This volcano in Iceland erupted, sending tons of smoke, steam and tiny particles into the air, which has paralyzed air travel in Europe for days. Almost two-thirds of all transatlantic flights into European airports were cancelled and authorities shut down airspace over France, Denmark, Norway, Sweden, Finland, Belgium, Italy, Switzerland, Slovakia, Croatia and Hungary. As the cloud moved east, flights were halted at Frankfurt, Europe's third-busiest airport, and at 10 other German airports.
There are expected to be few if any flights in the UK and western Europe over the weekend, "placing yet more strain on road, rail and ferry networks already struggling to cope with thousands of stranded passengers." The ripple effect is being felt in the U.S., causing delays and cancelled flights. European airlines are losing billions. And there is still some danger of new eruptions--perhaps even of a larger volcano nearby, which historically erupts soon after the current one does.
Update: A NY Times story on the volcano effects, calculating the problems and speculating on what happens if it goes on for weeks rather than days.

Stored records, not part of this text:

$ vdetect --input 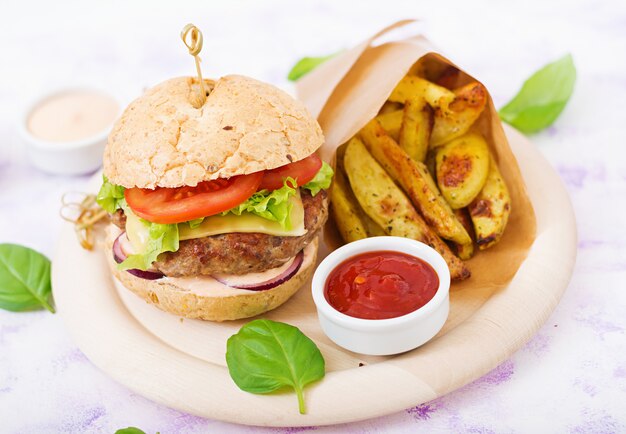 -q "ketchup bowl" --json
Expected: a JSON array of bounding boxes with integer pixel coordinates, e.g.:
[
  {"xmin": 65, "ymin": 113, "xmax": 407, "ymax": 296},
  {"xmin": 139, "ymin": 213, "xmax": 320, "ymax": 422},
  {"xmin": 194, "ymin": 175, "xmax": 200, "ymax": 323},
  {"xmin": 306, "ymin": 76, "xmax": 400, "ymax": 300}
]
[{"xmin": 311, "ymin": 237, "xmax": 450, "ymax": 356}]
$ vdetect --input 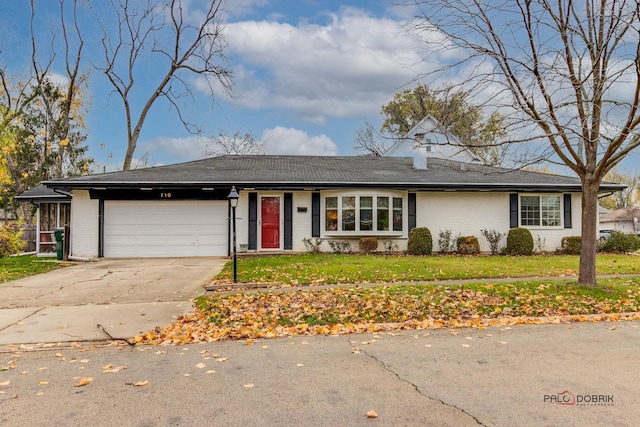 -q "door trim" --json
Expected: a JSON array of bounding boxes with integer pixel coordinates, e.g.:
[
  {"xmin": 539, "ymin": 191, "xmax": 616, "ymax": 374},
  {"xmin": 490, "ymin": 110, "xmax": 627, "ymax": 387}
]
[{"xmin": 257, "ymin": 193, "xmax": 284, "ymax": 251}]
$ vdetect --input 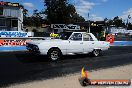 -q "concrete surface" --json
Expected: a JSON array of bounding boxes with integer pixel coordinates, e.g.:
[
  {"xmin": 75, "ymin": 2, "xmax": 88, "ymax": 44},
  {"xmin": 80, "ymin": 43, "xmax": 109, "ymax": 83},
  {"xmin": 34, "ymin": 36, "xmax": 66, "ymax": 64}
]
[{"xmin": 7, "ymin": 64, "xmax": 132, "ymax": 88}]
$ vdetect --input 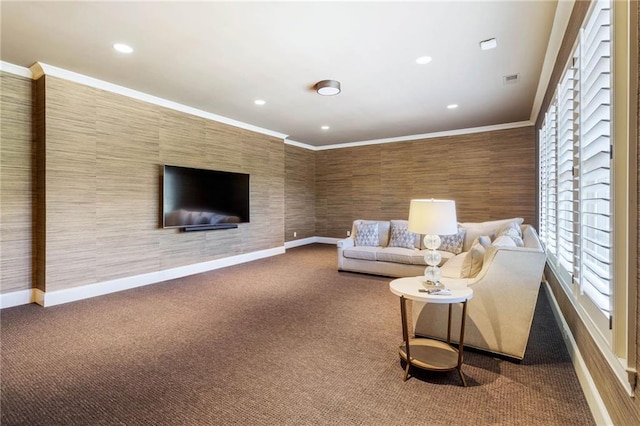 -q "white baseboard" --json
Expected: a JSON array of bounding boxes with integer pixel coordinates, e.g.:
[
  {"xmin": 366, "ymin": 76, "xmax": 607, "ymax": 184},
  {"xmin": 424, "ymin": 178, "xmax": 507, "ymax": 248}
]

Update2: The volcanic ash over Europe has forced President Obama to cancel his planned trip to Poland to attend the funeral of the president of Poland, killed in an air crash along with his wife and many senior members of the Polish government.

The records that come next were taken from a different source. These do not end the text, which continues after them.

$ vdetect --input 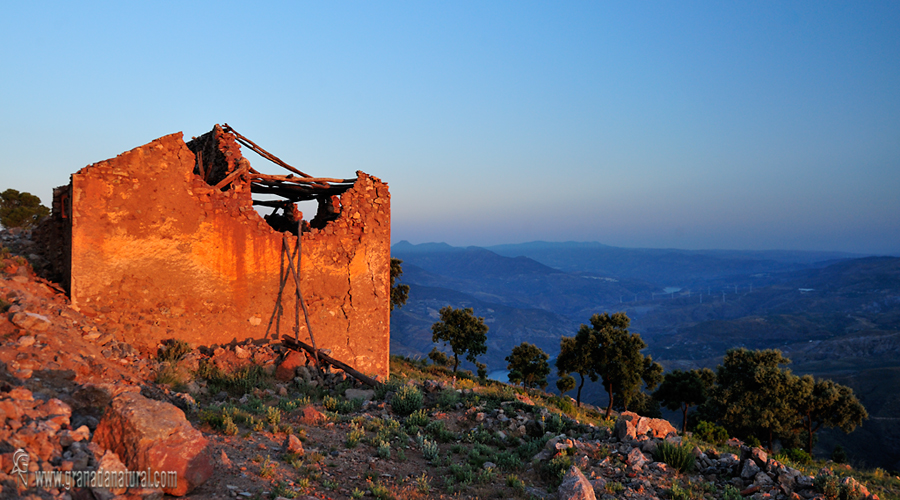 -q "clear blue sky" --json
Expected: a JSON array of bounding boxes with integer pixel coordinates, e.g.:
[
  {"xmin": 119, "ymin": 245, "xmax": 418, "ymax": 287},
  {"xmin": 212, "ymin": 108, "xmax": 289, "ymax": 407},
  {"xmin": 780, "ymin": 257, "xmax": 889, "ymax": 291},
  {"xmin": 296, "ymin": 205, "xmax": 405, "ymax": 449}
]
[{"xmin": 0, "ymin": 1, "xmax": 900, "ymax": 254}]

All of this is an object lesson in systematic vulnerability: the vulnerability of interconnected vital systems to the cascading effects of relatively small disruptions. Given the likelihood that "natural disasters" like storms, floods and droughts are going to increase as the Climate Crisis phases into Climate Cataclysm, responsible parties--namely governments--need to be looking into these fragile systems we've come to depend on so completely, in so short a time.
Those who are thinking about dealing with such problems in the future--intense and local ones, but eventually several simultaneously--talk a lot about "resilience." But our infrastructures are not resilient. If they aren't too old, they are too new and without sufficient redundancy. And there is shrinking capacity in secondary systems to use as alternatives if the main systems fail.
Europe is actually in better shape that we are to cope with a crisis like this--they have a better rail system, in terms of capacity and reach, and also in speed: they have more high speed trains and routes than we even currently dream of. If air travel is curtailed for longer than a few days, they are in better position to cope.
This is an issue beyond climate-related emergencies. What happens if for some reason the Internet goes down, or communication with GPS satellites? At least we know our electrical grids are dangerously old and fragile, even if we haven't done much about it.
Through climate data, we are learning how vulnerable our planet is to certain changes (especially in the atmosphere), as resilient as it otherwise is. What will it take to convince us how vulnerable this civilization has become, when our food and even our water comes from far away? When our livelihoods, our economies depend on interconnected energy, transportation and information systems? Put these two areas of vulnerability together--in a crash in the ocean food chain, or the disappearance of honey bees--and face just how fragile this is, the life we take stupidly for granted. And maybe pay attention to doing something about it, before it becomes way too obvious.